Workflow simplified by step types

With the configuration above:
  • Rate: At most 3 steps per minute can start across all workflow runs.
  • Parallelism: At most 7 steps can be running at the same time.
Steps that exceed these limits are automatically queued and executed later.

Steps are enqueued for execution

Note that each step above corresponds to a separate workflow run. Because this workflow is sequential, each workflow run has only one pending step at a time. In workflows with parallel branches, multiple steps from the same workflow run may appear in the schedule simultaneously. Parallelism slots are consumed by running steps. If no slots are available, new steps enter the waitlist until resources free up:

Parallelism waitlist for the flow-control

Upstash Workflow does not support per-step level configuration. Meaning that you can attach a flow-control configuration to the workflow run and all the steps will inherit to the same limits. Following the analogy above, you cannot enforce parallelism limit on “green” steps natively.The context.call and context.invoke steps are exception this to this rule and accept their own flow control configuration:
  • context.call – lets you run external HTTP requests under a separate key, so you can throttle third‑party API calls independently of your workflow logic.
  • context.invoke – starts a new workflow run with its own flow control configuration.

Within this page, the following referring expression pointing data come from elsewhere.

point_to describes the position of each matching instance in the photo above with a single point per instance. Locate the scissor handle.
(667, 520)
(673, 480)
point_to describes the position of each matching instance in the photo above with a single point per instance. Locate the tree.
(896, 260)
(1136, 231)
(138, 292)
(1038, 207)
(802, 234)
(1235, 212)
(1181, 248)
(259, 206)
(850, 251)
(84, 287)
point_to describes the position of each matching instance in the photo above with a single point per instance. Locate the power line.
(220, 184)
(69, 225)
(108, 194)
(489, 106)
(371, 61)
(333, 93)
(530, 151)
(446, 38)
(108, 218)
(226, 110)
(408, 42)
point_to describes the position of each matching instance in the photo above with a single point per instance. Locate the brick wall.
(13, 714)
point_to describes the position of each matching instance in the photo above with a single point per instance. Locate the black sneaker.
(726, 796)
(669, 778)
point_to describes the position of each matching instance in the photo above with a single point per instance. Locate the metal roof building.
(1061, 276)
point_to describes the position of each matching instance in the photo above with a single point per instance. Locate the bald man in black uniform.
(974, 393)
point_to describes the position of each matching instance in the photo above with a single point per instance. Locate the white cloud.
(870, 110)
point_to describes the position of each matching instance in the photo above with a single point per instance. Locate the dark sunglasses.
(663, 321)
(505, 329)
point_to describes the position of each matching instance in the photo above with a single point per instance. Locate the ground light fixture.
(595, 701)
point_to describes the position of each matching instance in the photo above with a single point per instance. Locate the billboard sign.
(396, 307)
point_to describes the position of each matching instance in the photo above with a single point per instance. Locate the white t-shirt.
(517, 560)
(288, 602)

This allows the invoked workflow to run under different limits than the parent workflow, giving you more precise control.
If you want to throttle a specific context.run step, the recommended approach is to extract it into a separate workflow and call it using context.invoke() with its own flow control configuration with a stricter limits.See Advanced Per-Step Configuration for more details.

Configuration

You can configure flow control when starting a workflow run:
Configure Retry Attempt Count
import { Client } from "@upstash/workflow";

const client = new Client({ token: "<QSTASH_TOKEN>" })

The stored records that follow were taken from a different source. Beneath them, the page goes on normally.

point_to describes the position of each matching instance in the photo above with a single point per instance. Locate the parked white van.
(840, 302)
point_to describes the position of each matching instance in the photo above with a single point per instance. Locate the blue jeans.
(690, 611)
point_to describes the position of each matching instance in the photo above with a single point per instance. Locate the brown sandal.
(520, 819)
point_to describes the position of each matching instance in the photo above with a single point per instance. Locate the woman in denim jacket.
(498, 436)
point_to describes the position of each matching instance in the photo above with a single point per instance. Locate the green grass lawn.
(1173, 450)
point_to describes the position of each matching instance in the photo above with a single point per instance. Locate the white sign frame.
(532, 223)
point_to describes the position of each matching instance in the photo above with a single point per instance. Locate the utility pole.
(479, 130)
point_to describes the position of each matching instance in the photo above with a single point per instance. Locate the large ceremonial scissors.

const { workflowRunId } = await client.trigger({
  url: "https://<YOUR_WORKFLOW_ENDPOINT>/<YOUR-WORKFLOW-ROUTE>",
  flowControl: {
    key: "user-signup",
    parallelism: 1,
    rate: 10,
    period: 100,
  }
  applyConfiguration: true,
})
All steps within a workflow run will adhere to the specified flow control configuration.
Keep in mind that rate/period and parallelism info are kept on each step separately. If you change the rate/period or parallelism on a new deployment, the old fired ones will not be affected. They will keep their flow control configuration.During the period that old steps have not been delivered but there are also steps with new rates, Upstash Workflow will effectively allow the highest rate/period or highest parallelism. Eventually (after the old publishes are delivered), the new rate/period and parallelism will be used.